Governor Tom Wolf, Mayor Jim Kenney, and Janet Haas of the William Penn Foundation, announced their respective financial commitments to complete funding for a $225 million transformative project that will once again reconnect Penn’s Landing back to the City and nearby historic attractions, a connection that was broken when I-95 was constructed in the mid-70s.
"We are showing how partnerships between the public and private sectors deliver important benefits that improve both our quality of life and economy," Governor Wolf said. "In this case, as Interstate 95 will be rebuilt, we have partnered with the City and the William Penn Foundation to restore and enhance the river's connection to Center City."
In his budget address to City Council on March 2nd, Mayor Kenney announced that his FY18 capital budget included a $90 million appropriation over a five year period to complete the project. At the same time, Governor Wolf’s spokesperson confirmed that the Commonwealth has identified $100 million of funding for the construction of the project. That commitment is in addition to the $10 million currently appropriated for preliminary engineering and design, which is already underway. The William Penn Foundation (WPF) also announced that its board had approved $15 million toward the construction of the new park. In addition, WPF is committed to working with DRWC, the City and the Commonwealth to raise the remaining $10 million needed to complete the project funding and is confident that these funds will be secured in a timely fashion.
“The bold vision for the Delaware River Waterfront is now a reality,” said Janet Haas, board chair of the William Penn Foundation. “This vibrant connection to the city will forever change Philadelphia, and we thank the community for being so engaged in shaping the plan for this transformation.”
There are four key elements of this ambitious project, all of which were conceived as part of the Delaware River Waterfront Corporation’s (DRWC’s) Master Plan for the Central Delaware 2012 which included a detailed analysis and recommendation as to the most impactful and cost effective way to once again join Penn’s Landing back to the City. This recommendation was thoroughly tested in 2014 through a thorough analysis and cost estimates by the internationally acclaimed landscape architectural firm of Hargreaves and Associates.
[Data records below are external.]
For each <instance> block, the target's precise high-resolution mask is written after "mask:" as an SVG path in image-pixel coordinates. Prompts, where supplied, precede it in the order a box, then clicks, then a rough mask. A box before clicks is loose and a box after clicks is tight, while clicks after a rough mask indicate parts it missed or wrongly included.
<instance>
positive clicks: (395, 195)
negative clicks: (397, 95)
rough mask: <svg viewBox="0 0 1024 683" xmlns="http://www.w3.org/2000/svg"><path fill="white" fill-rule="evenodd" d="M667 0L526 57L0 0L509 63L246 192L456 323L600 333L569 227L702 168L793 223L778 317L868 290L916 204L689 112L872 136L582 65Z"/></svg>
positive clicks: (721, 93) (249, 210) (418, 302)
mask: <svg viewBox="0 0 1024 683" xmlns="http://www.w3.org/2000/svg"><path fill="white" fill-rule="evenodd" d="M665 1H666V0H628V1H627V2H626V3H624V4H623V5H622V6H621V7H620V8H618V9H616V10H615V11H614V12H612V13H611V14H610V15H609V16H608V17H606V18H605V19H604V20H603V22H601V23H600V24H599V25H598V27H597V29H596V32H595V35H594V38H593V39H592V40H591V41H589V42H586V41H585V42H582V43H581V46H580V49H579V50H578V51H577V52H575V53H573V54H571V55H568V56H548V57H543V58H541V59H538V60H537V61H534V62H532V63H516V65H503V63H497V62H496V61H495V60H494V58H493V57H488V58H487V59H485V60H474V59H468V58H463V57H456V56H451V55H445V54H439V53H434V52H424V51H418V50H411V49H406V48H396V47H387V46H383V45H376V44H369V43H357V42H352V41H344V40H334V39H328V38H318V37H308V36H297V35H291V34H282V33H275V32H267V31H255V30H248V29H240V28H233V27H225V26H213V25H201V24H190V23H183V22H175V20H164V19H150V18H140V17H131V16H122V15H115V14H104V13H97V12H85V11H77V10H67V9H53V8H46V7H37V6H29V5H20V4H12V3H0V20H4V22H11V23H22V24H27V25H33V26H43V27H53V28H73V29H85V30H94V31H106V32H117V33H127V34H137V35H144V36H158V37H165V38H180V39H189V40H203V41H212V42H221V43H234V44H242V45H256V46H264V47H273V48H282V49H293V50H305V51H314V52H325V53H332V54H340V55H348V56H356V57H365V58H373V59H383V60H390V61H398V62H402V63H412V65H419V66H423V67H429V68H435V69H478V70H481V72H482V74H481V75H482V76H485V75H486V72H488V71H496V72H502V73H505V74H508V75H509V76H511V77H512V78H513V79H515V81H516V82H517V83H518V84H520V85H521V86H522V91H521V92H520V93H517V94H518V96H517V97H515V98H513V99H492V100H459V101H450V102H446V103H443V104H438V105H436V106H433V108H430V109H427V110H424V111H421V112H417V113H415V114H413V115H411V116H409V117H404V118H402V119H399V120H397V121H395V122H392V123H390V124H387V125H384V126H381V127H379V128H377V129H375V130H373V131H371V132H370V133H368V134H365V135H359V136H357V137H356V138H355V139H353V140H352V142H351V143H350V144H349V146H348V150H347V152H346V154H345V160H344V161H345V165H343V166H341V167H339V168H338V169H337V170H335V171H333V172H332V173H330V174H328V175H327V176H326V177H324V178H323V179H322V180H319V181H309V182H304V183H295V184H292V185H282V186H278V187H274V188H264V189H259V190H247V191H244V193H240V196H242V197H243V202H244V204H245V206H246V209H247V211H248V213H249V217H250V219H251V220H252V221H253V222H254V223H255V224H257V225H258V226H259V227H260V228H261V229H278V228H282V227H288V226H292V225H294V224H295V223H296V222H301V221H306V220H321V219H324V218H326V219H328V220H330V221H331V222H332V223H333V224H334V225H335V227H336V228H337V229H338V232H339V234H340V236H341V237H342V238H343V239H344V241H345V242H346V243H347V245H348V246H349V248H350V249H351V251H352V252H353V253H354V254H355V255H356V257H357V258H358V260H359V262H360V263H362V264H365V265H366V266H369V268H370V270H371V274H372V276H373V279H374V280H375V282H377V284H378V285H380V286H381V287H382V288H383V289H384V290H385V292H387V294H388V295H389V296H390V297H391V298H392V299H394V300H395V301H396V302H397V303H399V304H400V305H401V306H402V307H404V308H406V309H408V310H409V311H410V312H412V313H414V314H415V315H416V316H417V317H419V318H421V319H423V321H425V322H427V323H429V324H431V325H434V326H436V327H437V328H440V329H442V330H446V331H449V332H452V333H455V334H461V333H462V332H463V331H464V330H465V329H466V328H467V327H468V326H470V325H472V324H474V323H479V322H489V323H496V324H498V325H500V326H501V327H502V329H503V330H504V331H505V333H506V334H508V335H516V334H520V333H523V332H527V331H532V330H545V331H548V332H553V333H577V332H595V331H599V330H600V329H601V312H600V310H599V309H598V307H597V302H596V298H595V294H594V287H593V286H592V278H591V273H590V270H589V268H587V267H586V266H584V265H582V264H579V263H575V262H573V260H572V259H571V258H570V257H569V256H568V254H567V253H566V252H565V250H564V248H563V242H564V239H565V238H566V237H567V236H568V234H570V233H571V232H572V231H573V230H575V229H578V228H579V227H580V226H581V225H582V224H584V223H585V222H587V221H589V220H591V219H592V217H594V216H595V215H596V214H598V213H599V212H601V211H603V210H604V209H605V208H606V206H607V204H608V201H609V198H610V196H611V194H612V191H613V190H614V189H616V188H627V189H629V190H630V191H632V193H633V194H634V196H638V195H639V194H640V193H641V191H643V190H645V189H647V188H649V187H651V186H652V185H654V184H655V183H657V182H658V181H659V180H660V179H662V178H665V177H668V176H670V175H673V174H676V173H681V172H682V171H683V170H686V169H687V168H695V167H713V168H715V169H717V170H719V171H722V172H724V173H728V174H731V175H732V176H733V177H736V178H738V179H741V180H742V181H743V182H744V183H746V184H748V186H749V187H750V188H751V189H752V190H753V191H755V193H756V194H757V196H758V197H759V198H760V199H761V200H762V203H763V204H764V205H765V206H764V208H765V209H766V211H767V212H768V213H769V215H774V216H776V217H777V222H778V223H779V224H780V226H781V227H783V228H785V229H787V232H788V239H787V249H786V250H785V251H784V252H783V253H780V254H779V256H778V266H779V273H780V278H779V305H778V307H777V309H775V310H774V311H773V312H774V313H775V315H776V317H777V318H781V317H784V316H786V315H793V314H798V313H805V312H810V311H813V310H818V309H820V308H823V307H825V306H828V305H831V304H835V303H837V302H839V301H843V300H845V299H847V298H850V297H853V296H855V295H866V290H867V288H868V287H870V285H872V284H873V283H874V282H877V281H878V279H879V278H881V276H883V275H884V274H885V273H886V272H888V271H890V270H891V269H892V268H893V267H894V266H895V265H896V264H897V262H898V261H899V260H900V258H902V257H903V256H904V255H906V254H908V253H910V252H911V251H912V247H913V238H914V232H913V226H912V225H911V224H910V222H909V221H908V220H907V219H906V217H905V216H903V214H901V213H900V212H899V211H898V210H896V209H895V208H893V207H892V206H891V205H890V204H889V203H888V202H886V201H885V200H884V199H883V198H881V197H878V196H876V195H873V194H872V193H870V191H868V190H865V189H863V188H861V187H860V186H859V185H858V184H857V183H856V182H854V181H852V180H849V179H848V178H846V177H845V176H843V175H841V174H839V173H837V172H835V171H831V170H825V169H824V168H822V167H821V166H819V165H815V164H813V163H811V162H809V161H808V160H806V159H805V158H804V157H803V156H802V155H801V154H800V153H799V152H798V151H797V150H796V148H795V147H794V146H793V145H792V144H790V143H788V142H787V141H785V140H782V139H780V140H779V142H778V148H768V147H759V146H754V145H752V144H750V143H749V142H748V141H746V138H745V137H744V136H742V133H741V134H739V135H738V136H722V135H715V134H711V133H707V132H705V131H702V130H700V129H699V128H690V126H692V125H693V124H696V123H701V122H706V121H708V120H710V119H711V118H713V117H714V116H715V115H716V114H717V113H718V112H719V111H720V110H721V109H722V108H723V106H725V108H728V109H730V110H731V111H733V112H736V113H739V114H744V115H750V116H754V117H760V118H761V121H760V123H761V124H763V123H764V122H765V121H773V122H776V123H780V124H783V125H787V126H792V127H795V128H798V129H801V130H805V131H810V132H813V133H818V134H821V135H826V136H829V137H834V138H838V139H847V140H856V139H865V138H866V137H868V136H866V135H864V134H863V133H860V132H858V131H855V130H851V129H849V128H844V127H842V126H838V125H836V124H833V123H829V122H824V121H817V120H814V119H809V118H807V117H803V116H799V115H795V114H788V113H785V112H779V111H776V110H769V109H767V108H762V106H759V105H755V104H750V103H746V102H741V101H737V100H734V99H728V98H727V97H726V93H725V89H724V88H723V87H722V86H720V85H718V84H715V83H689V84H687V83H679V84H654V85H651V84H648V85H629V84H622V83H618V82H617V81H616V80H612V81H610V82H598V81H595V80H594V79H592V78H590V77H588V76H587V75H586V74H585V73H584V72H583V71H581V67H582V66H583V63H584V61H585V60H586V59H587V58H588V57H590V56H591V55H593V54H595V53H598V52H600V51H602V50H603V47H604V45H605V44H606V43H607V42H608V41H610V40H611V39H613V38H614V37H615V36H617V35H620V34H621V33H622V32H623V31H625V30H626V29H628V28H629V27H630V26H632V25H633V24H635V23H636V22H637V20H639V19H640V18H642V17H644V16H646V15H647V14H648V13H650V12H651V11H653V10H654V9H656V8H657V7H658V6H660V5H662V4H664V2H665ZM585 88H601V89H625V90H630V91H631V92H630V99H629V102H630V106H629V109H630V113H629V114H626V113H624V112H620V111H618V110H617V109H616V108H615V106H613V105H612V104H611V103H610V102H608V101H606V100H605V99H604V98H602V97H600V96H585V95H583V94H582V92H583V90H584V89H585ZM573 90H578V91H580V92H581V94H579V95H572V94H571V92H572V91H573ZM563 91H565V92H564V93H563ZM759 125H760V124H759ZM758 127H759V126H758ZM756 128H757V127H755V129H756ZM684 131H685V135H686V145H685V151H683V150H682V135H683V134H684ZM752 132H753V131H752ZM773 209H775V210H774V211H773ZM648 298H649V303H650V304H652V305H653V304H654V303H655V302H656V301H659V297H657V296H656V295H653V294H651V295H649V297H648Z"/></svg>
The four elements are as follows:
1. A four-acre cap over I-95 and Columbus Blvd. between Walnut and Chestnut Streets, which will hold such amenities as a new ice skating rink in the winter, spray pools in the summer, a café and a variety of other active uses, as well as the Irish and Scottish Memorials.
2. An eight-acre civic space between Walnut and Chestnut that will tilt down from the east side of Columbus Boulevard to the river, replacing the 40 year old deteriorated hardscape of the Great Plaza.
3. An architecturally distinctive extension of the South Street Bridge from its current terminus on the west side of Columbus to the Penn’s Landing Marina.
4. The construction of the two mile on-road section of the Delaware River Trail, from Spring Garden Street to Washington Avenue, built to the same high quality standards of the Penn Street Trail already constructed at Delaware Avenue and Spring Garden Streets.
“This project is a once-in-a-generation economic development opportunity. It’s also long overdue. For decades, Philadelphia left millions in tax revenue on the table by not investing in its waterfront. We are behind the curve in comparison to other major cities who have all seen significant economic growth thanks to public investment in their waterfront properties. I thank the state, the William Penn Foundation and DRWC for coming together to make this possible,” said Mayor James F. Kenney.
In addition to these public infrastructure elements, the project as currently contemplated will generate approximately $1.6 billion of new revenues within the overall waterfront district that will benefit the City, School District, and Commonwealth. The conservative, onsite development program for the six-acre Market Street parcel and the two-acre Marina Basin parcel envisions approximately 1,500 new housing units, 500 hotel rooms, and over 100,000 sq. ft. of retail, dining, and entertainment. This investment will generate thousands of construction and hundreds of annualized jobs.
Preliminary engineering and design is currently underway. Design, permitting and construction documents will be completed by the end of 2019. Construction of the project is estimated to take approximately three years. “We applaud the vision and commitment of the Mayor, the Governor, the William Penn Foundation and all of those who worked to make this transformational project a reality. We look forward to working with them to see it through completion,” said Tom Corcoran, president of DRWC.